Lance Armstrong, größter Radsport-Betrüger aller Zeiten, soll Rad-Präsident werden? Besserer Vorschlag: Schafft diesen Sport einfach ab!
oswin82 13.07.2013
3.
"Ex-Festina-Trainer Antoine Vayer: "Ich will Doping töten"" Der war gut !
clausde 13.07.2013
4. Völlig egal
Ob gedopt oder nicht. Die Wahrheit interessiert niemanden mehr. Dem Radrennsport wird für lange Zeiten der Nimbus des mafia-ähnlichen Dopings anhängen. Das schon im privaten Bereich mit diversen Präperaten nachgeholfen wird, erzeugt inzwischen auch schon keinen Aufschrei mehr. Es ist und bleibt ein Geschäft in dem es um sehr, sehr viel Geld geht. Selbst aufrechte Leute wie der BDR-Präsident Rudolf Scharping haben es da schwer etwas zu verändern. Schade für den Sport, aber Radrennsport und Doping sind leider in den Köpfen der Menschen als ein Zusammenhang verankert.
n.flanders 13.07.2013
5. ...warum immer nur der Radsport?
wann kümmert sich jemand um die anderen Sportarten?

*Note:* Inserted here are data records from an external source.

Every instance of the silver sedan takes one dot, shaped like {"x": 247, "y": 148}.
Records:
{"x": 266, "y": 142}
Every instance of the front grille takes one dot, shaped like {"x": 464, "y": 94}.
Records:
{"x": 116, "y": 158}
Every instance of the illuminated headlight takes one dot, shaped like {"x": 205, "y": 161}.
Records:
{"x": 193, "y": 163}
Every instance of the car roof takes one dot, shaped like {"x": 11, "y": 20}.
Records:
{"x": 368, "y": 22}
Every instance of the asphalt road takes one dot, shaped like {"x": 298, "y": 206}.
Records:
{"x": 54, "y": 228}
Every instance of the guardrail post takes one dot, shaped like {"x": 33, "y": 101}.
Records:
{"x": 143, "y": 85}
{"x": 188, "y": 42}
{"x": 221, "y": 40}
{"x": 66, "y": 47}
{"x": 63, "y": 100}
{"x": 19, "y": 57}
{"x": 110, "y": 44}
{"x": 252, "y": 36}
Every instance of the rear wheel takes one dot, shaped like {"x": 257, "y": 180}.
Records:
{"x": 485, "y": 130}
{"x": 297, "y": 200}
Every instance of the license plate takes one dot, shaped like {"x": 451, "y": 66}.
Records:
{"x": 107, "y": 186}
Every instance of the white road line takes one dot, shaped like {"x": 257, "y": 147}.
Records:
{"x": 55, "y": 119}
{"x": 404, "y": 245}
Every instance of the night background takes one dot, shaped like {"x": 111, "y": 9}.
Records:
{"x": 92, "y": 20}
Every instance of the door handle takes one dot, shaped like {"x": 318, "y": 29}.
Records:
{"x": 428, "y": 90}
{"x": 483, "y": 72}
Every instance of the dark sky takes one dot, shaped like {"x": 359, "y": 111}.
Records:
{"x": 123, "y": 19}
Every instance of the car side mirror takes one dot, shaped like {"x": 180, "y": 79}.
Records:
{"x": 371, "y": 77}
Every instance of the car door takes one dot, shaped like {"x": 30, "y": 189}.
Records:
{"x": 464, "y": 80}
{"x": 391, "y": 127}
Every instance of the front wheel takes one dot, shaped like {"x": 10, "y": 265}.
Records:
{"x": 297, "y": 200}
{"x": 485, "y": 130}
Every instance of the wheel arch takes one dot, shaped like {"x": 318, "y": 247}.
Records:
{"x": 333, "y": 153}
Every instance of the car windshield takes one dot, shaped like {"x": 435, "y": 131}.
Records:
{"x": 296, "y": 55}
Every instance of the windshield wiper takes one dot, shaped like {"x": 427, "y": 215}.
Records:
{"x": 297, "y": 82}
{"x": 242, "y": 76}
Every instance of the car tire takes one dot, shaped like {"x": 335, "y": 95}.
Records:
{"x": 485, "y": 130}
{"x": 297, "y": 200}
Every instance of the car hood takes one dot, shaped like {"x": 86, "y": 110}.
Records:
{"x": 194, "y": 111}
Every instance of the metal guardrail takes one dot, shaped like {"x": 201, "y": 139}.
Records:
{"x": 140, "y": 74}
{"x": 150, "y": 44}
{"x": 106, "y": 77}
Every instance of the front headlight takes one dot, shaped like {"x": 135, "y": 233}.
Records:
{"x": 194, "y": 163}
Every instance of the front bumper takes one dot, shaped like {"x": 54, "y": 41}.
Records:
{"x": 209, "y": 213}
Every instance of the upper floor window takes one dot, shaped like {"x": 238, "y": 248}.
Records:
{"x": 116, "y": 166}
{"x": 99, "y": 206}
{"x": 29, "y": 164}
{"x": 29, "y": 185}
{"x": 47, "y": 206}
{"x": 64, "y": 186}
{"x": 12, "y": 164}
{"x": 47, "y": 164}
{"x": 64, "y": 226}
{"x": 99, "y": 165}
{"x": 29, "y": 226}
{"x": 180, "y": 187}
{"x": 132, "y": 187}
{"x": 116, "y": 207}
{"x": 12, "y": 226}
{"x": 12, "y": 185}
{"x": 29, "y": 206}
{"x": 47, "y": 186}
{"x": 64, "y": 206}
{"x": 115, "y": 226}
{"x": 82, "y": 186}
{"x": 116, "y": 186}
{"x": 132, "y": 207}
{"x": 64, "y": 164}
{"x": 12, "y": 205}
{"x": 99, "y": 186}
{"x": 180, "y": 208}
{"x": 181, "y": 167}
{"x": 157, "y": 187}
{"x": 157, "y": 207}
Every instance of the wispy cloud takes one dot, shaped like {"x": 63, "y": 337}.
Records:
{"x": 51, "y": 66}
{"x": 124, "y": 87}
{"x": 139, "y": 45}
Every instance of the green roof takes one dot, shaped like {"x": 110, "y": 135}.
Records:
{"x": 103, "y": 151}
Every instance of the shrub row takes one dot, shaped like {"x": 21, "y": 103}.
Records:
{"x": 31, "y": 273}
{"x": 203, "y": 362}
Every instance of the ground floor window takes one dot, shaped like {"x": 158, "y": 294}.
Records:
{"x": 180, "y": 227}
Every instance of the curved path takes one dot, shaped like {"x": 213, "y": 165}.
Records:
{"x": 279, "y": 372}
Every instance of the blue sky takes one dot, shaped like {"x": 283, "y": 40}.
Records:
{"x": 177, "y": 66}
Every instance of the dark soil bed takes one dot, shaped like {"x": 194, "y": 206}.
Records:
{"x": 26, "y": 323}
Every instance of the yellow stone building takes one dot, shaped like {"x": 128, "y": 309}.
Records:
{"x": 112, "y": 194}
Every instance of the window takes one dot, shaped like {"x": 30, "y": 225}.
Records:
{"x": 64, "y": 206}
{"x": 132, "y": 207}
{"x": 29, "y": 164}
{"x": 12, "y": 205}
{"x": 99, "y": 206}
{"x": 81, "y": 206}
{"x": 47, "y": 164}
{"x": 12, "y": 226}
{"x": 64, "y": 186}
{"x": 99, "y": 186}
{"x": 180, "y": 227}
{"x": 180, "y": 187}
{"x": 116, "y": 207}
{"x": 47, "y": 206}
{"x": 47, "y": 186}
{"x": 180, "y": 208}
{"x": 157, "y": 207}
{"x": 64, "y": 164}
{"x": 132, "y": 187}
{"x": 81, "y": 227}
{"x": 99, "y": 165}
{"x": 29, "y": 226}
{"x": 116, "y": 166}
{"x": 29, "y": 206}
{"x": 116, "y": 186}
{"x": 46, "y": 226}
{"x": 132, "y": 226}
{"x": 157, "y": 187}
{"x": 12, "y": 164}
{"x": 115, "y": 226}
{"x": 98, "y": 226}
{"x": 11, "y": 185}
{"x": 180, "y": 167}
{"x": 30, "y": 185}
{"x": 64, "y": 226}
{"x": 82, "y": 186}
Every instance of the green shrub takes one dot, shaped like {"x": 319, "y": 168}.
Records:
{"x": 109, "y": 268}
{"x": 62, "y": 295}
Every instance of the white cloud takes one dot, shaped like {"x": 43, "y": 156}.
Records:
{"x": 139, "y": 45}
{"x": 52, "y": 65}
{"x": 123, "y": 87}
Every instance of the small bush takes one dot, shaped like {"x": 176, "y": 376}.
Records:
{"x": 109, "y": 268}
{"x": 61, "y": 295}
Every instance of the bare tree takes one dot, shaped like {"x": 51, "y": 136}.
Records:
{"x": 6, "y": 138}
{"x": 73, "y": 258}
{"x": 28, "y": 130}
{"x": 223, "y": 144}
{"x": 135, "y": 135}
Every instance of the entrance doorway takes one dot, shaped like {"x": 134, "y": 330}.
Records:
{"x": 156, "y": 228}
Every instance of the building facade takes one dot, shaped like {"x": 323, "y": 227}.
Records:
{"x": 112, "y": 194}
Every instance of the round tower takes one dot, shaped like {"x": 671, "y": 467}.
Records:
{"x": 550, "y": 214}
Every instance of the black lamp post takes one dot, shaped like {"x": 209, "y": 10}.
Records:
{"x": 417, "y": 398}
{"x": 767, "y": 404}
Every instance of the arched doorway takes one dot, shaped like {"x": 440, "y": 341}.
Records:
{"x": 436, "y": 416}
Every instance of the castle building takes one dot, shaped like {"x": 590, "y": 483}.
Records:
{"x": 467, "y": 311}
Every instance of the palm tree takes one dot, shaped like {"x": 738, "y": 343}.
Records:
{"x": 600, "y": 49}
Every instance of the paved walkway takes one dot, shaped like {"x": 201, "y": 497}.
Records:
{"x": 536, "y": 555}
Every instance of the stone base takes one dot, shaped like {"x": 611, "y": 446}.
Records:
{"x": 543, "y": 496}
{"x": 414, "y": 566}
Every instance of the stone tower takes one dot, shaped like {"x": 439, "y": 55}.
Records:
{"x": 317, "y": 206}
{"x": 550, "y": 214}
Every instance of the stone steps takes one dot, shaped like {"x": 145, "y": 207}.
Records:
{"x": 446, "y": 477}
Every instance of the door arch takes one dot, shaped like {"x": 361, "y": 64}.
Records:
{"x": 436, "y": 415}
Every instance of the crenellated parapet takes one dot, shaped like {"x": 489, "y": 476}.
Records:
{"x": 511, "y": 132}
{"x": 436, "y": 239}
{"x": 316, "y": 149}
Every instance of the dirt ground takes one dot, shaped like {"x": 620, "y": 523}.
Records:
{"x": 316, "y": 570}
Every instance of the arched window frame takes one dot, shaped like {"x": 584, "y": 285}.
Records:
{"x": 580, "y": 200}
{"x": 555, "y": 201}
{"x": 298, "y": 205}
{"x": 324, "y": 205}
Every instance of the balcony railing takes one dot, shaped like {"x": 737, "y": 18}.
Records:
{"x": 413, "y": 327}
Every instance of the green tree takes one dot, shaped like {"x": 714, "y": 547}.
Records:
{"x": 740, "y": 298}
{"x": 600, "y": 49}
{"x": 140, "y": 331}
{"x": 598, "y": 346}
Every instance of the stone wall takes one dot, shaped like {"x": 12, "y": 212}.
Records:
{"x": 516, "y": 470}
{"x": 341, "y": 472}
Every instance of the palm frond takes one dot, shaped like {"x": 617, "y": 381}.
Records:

Was ist mit den 200 Namen auf der Fuentes Liste? Wer glaubt, dass jemand ungedopt schneller rennen kann als jemand dem man Doping nachgewiesen hat??? Es ist so einfach immer auf den Radsport einzudreschen. Da hat auch die Presse immer etwas zu schreiben. Zuerst werden Stars gemacht und dann ein Skandal daraus produziert. Warum berichtet keiner über die Doping Vergangenheit von Guardiola?